Naturgemäß verfolgt man ja, was gerade in der Theaterlandschaft läuft. Ich sehe es da irgendwie als Auftrag zu schauen: Was können Stadttheater und freie Szene leisten? Wie kann man das vielleicht neu erfinden? Dafür ist so ein Haus total interessant. Weil es aus vielen jungen Leuten besteht, die in einer bestimmten Richtung arbeiten. Da wird schon bei der Auswahl darauf geachtet, dass es einen Pool an Kreativität gibt, der vielleicht dazu führt, dass man eine neue Perspektive aufs Theater findet. In einem Haus, das eben nicht mehr freie Szene ist, wo sich bestimmte Mittel bündeln und das aber noch nicht völlig im großen Stadttheater angekommen ist. Es geht dabei nicht um Riesensummen und es muss nicht alles drei Jahre lang durchgeplant sein, sondern man hat eine größere Flexibilität und kann während des Prozesses schauen, wohin das führt.

Was ist der Hintergrund zu Eurem Leitsatz „Weine, weine, Bestie Mensch“?

Das Motto beschäftigt sich vor allen Dingen mit den Stücken. Es ist aber wichtig zu sagen, dass wir uns nicht ein Motto gewählt haben und dann die Stücke zusammengesucht haben.

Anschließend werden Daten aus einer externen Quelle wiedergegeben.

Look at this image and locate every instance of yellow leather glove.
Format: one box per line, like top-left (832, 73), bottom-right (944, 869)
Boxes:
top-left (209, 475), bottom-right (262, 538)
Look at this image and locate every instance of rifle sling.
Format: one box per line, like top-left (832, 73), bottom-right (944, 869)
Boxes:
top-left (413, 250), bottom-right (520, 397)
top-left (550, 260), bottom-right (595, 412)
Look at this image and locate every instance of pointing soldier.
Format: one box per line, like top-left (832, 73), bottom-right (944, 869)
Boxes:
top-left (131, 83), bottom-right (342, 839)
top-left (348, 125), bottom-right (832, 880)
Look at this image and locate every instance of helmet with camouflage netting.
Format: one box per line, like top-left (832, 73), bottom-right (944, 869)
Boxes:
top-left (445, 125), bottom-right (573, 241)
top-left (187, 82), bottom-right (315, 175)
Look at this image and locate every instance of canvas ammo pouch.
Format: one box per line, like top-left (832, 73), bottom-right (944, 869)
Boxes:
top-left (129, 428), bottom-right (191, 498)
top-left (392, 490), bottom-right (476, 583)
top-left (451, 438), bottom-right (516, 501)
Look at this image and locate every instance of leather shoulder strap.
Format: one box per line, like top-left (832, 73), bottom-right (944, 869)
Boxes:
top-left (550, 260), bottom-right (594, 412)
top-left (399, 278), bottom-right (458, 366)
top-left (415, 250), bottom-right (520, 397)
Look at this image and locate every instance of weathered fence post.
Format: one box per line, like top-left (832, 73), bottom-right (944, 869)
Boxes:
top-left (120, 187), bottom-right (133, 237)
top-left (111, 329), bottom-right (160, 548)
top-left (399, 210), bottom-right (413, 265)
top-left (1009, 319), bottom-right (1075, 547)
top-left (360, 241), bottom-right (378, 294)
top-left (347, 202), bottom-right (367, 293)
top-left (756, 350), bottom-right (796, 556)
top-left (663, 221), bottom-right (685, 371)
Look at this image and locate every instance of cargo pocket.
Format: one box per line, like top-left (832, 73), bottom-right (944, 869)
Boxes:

Wir haben also zuerst die Produktionen ausgewählt und dann hat sich nach und nach so ein Thema ergeben, das bei allen Produktionen eine Rolle spielt.
Das ist der Einzelne gegenüber der Gesellschaft, sowohl bei „Urfaust“, als auch bei „Frankenstein“ zum Beispiel. Das Verhältnis zwischen Kreatur und Schöpfer. Sei es beim Menschen seine Beziehung zu Gott, bei „Frankenstein“ der Wissenschaftler und sein Geschöpf oder bei „Betaville“ die Androiden und der Konstrukteur. Wenn die Schöpfung sich dann wehrt, wird sie bestialisch. Bei vielen Stücken sind Melancholie und Sentimentalität auch ein Thema, ebenso wie Pathetik und Selbstinszenierung.
Es war dann eben auch nicht so, dass wir geguckt haben, was denn in allen Stücken drin steckt. Das ist jetzt auch eher assoziativ zu verstehen. „Weine, weine, Bestie Mensch“ klingt einfach auch. Wenn wir jetzt nichts gefunden hätten, was uns allen gemeinsam gefällt, dann hätten wir auch kein Spielzeitmotto. Es kann auch sein, dass wir nächstes Jahr keins haben.